Overall, China’s public debt has quadrupled from $7 trillion in 2007 to $28 trillion in 2014, a 282 per cent increase in GDP. This stunningly accounts for nearly a third of all global borrowing. And growth in GDP has slowed down to its lowest point in six years as per official figures (amid observers’ concerns that these figures are massively fudged). China is now barely able to meet official growth targets which are necessary for stable employment. And even as it builds megacities with rows upon rows of sparkling new apartment blocks, the boom is artificial. The buildings are largely too expensive for average folk. Commentators fret that building ‘too much too soon’ has already triggered a dangerous housing bubble in some cities. The real estate sector is in dire straits and high-profile defaults have started.
And there are structural concerns: the economic advantage of running a factory in China is slowly dissipating as wages rise and income disparity drops. The same inexorable forces of capitalism, which made China the world’s factory over the last two decades, are now relentlessly seeking out the next super-cheap destination to set up shop. Factories are likely to shift to other Asean countries, particularly India. Narendra Modi’s current economic reforms are a step in the direction of replicating the Chinese miracle-growth formula. The IMF has predicted that India’s growth rate will outpace China’s this year. As per Christina Lagarde, if one accounts for purchasing power, by the end of the decade, India’s GDP may actually be greater than that of Japan and Germany combined, and an output exceeding that of Russia, Brazil and Indonesia put together!

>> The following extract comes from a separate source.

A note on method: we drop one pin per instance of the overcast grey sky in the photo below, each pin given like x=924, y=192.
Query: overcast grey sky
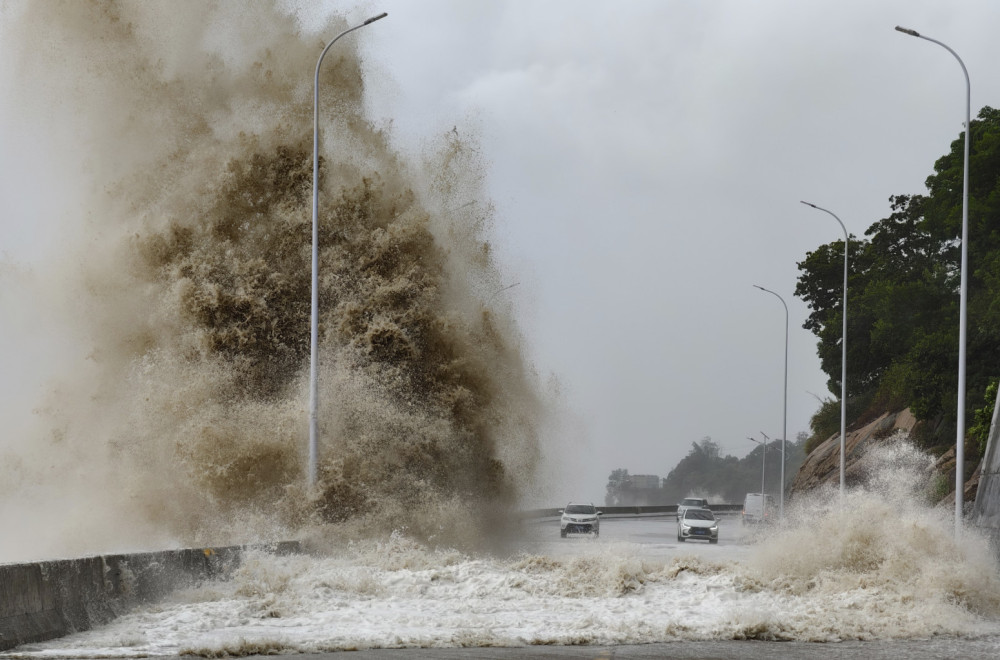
x=646, y=160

And India has a clear vision about its role in the emerging order: as Prime Minister Modi recently told a room of China’s top CEOs in Shanghai, while signing business agreements estimated at $22 billion, "You are the 'factory of the world'. Whereas, we are the 'back office of the world' … Let us work together in mutual interest and for progress and prosperity of our great countries."
Perhaps, we should be talking about the ‘Indian century’?
Published in The Express Tribune, August 23rd, 2015.